■コメディに全振り!? 元祖・脱力系ギャグロボットアニメ『超人戦隊バラタック』

 1977年に放送された『超人戦隊バラタック』は、東映動画(現・東映アニメーション)が製作した、とんでもない“異色作”です。

 地球から11光年離れたイプシロンのシャイディーン総統は、地球に親善使節団を派遣しますが、それを任された司令官ゴルテウスは、あろうことか本国の命令を無視して地球侵略を開始。

 地球の加藤博士の家族はゴルテウスに拉致され、加藤博士の次男・ユージは仲間たちとともに合体指令メカ「ペンタゴラス」、巨大ロボ「バラタック」を操り、ゴルテウスの野望に立ち向かう……というのが大まかなあらすじです。

 放映当時は、矢追純一さんのUFO番組やユリ・ゲラーさんの超能力番組の影響で空前のオカルトブーム。前述の『マシンブラスター』同様、本作でも5人の超能力者(エスパー)が活躍します。

 本作は『鋼鉄ジーグ』『マグネロボ ガ・キーン』に続く「マグネロボシリーズ」の第3弾。しかし『超人戦隊バラタック』は、前2作が作った「ヒーロー然としたロボットアニメ」の流れをぶち壊し、コミカルなドタバタ劇が描かれたのです。ギャグに全振りしたロボットアニメというのは、当時見たことがありませんでした。

 そもそも、ゴルテウスが地球を狙った理由は「地球の珍しい物が欲しい」という、ただのワガママ。バラタック側がまじめに地球を守っているのに対し、敵側はトンデモ作戦のオンパレードです。

 第4話「スキスキ! 大仏さま」の回では、大仏に惚れ込んだゴルテウスが部下に強奪を命じる始末。ほかにも、上野動物園のパンダや、大阪城、はてはスーパーカーまで、ゴルテウスの欲しがるものは、完全に小学生レベルでした。

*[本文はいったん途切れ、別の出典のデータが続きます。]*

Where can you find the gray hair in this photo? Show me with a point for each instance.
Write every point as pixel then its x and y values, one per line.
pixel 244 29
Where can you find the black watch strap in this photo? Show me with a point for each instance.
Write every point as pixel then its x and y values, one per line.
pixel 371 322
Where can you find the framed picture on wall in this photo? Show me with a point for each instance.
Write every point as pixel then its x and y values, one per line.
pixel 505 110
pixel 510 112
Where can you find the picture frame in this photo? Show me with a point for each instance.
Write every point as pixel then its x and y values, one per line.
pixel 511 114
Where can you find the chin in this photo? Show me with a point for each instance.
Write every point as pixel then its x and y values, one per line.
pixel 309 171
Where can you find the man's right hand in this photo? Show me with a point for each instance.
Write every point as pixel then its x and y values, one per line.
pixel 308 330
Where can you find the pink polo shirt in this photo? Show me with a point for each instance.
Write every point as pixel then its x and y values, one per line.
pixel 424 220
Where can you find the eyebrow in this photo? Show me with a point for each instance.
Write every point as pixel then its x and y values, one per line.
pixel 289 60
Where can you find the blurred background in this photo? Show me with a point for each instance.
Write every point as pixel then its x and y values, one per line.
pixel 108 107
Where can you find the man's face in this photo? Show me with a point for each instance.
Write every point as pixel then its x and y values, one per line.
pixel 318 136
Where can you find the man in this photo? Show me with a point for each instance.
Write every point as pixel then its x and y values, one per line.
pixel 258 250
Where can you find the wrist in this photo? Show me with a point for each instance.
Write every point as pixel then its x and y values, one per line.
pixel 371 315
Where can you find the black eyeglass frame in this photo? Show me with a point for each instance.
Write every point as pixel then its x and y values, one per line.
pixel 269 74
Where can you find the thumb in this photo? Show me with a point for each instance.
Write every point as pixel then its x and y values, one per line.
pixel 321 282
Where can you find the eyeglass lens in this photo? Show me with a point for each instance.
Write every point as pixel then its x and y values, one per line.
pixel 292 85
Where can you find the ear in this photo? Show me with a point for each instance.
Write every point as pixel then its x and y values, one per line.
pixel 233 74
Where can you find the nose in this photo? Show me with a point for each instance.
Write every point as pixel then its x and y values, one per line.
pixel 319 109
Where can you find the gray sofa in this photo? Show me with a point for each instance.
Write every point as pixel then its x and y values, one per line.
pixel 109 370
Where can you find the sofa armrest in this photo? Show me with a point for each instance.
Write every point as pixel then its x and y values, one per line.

 その脱力感は、最終回(第31話)でピークに達します。そのタイトルは「もう終わりでーす」という情緒の欠片もないもの。

 ユージの家族は救出されてバラタック側が勝利し、捕らえられたゴルテウスは、安全性が担保されていないロケットのテストパイロットにされる結末。部下とともに宇宙へ飛ばされるゴルテウスが「もう終わりでーす」と、情けない顔で幕を閉じるのです。

 このシュールな展開こそが『バラタック』の真骨頂でした。

 そんな本作には、驚くほど豪華な声優陣が集結しました。主人公・ユージを演じた三ツ矢雄二さんを筆頭に、水島裕さん、潘恵子さん、石丸博也さん、つかせのりこさんが勢ぞろい。

 敵陣営も大塚周夫さん、永井一郎さん(加藤博士と兼役)、肝付兼太さんといった、今では考えられないようなレジェンドたちが全力でおふざけを熱演しました。